Hello,
I've been trying to configure this .conf file to help parse out .json files correctly. This script is able to ingest Google Cloud Audit Logs (in .json), but fails to parse it correctly:
input {
# stdin {}
file {
type => "json"
path => "E:/Evidence-Collection/Test-Collection/*.json"
sincedb_path => "C:/Users/forensic-user/Documents/Elastic-Kibana/logstash-8.9.1/data/queue/sincedb_json_ingest_.log"
mode => "read"
codec => "json"
file_completed_action => "log"
file_completed_log_path => "C:/Users/forensic-user/Documents/Elastic-Kibana/logstash-8.9.1/logs/logstash-json_logs_read.log"
}
}
filter {
geoip {
source => "sourceIPAddress"
target => "geoip"
add_tag => ["cloudtrail-geoip"]
ecs_compatibility => "disabled"
}
}
output {
stdout {
codec => rubydebug
}
elasticsearch {
hosts => ["http://X.X.X.X:9200"]
index => "gcp-test"
}
}
So then I read into SOF-ELK to find the config files they use to help filter the information and rename the fields, which here is the finished conf file that I'm trying to use:
input {
file {
type => "json"
path => "E:/Evidence-Collection/Test-Collection/*.json"

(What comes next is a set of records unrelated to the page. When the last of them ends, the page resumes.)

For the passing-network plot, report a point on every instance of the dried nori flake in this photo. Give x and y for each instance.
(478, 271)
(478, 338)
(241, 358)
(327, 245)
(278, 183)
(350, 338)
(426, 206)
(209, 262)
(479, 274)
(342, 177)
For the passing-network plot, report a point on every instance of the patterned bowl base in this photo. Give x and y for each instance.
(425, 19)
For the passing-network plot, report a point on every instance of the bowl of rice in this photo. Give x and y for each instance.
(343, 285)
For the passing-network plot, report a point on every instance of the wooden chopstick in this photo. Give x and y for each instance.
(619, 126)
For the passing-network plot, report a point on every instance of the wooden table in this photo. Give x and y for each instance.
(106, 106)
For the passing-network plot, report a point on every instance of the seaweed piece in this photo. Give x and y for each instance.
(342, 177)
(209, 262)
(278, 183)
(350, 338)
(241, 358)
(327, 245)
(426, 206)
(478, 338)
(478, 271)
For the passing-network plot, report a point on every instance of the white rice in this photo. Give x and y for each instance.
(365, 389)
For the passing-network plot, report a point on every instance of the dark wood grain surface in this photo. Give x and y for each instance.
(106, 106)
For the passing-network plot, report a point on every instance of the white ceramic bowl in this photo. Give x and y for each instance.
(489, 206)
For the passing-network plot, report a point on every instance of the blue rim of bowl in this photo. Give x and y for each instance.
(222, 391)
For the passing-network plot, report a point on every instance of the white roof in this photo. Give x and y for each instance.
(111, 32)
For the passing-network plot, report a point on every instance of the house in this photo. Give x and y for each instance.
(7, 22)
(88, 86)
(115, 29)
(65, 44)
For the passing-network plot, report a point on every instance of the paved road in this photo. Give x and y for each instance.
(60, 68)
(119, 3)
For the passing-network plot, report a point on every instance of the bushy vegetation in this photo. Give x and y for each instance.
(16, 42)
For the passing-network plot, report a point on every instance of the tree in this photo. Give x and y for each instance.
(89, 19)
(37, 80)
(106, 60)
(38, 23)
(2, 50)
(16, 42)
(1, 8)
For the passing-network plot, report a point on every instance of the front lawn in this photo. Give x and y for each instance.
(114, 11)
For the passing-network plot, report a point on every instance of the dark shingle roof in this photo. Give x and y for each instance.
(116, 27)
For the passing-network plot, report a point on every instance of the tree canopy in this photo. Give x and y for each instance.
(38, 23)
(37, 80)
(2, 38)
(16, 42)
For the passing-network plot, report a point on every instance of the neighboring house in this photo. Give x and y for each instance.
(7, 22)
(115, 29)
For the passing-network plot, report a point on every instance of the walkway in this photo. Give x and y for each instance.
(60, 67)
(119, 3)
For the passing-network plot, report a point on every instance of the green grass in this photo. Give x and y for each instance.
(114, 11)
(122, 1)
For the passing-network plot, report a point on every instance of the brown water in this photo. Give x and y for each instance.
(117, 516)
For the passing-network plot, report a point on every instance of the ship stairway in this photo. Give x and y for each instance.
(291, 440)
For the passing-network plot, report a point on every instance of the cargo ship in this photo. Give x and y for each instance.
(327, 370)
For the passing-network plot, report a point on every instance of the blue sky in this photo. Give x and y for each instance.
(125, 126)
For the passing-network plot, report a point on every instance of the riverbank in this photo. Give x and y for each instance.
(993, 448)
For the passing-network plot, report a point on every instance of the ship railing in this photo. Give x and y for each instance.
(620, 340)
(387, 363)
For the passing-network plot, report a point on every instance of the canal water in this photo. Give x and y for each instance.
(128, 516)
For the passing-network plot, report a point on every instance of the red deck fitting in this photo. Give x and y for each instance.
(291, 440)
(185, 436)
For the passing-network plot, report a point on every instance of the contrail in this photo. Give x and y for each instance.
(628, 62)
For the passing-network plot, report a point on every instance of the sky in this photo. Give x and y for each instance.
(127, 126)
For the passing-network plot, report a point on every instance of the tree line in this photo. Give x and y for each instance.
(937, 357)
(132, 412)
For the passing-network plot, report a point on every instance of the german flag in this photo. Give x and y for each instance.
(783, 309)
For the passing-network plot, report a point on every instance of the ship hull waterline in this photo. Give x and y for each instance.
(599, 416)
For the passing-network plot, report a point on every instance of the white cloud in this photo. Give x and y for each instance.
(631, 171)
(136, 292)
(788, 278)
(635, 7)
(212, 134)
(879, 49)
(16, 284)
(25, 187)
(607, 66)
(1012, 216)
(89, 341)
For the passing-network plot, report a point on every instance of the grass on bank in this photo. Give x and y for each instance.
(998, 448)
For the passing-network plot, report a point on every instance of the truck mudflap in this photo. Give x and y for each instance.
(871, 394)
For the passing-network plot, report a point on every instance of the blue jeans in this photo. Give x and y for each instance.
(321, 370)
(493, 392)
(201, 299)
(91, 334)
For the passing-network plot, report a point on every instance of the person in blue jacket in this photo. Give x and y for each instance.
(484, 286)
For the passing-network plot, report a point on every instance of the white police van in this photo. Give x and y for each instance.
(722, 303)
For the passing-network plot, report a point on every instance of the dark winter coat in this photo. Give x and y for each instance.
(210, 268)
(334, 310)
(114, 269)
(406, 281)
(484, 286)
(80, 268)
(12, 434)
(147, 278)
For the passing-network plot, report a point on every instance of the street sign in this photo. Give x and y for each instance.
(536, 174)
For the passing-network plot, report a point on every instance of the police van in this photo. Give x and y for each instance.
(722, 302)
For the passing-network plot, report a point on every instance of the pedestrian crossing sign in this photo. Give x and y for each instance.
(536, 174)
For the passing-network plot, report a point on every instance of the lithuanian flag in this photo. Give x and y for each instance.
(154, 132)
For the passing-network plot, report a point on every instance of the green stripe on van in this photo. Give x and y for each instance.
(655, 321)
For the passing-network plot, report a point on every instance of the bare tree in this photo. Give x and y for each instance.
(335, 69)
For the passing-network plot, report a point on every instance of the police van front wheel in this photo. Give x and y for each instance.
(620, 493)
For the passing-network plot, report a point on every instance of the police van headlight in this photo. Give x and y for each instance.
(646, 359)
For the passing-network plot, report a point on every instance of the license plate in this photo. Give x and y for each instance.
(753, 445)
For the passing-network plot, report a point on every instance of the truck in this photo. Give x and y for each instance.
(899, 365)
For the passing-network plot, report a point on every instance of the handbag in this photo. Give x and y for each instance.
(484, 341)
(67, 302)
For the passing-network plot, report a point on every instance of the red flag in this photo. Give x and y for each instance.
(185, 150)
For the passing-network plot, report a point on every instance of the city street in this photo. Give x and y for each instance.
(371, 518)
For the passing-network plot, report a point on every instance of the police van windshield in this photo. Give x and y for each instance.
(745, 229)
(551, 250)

sincedb_path => "C:/Users/forensic-user/Documents/Elastic-Kibana/logstash-8.9.1/data/queue/sincedb_json_ingest_.log"
mode => "read"
codec => "json"
file_completed_action => "log"
file_completed_log_path => "C:/Users/forensic-user/Documents/Elastic-Kibana/logstash-8.9.1/logs/logstash-json_logs_read.log"
}
}
filter {
if [type] == "gcp" {
date {
match => [ "[raw][timestamp]", "ISO8601" ]
}
mutate {
ecs_compatibility => "disabled"
rename => {
"[raw][logName]" => "log_name"
"[raw][severity]" => "severity"
"[raw][insertId]" => "gcp_log_id"
"[raw][protoPayload][requestMetadata][callerIp]" => "source_ip"
"[raw][protoPayload][requestMetadata][callerSuppliedUserAgent]" => "useragent"
"[raw][protoPayload][@type]" => "event_type"
"[raw][protoPayload][@type][status][message]" => "status_message"
"[raw][protoPayload][authenticationInfo][principalEmail]" => "username"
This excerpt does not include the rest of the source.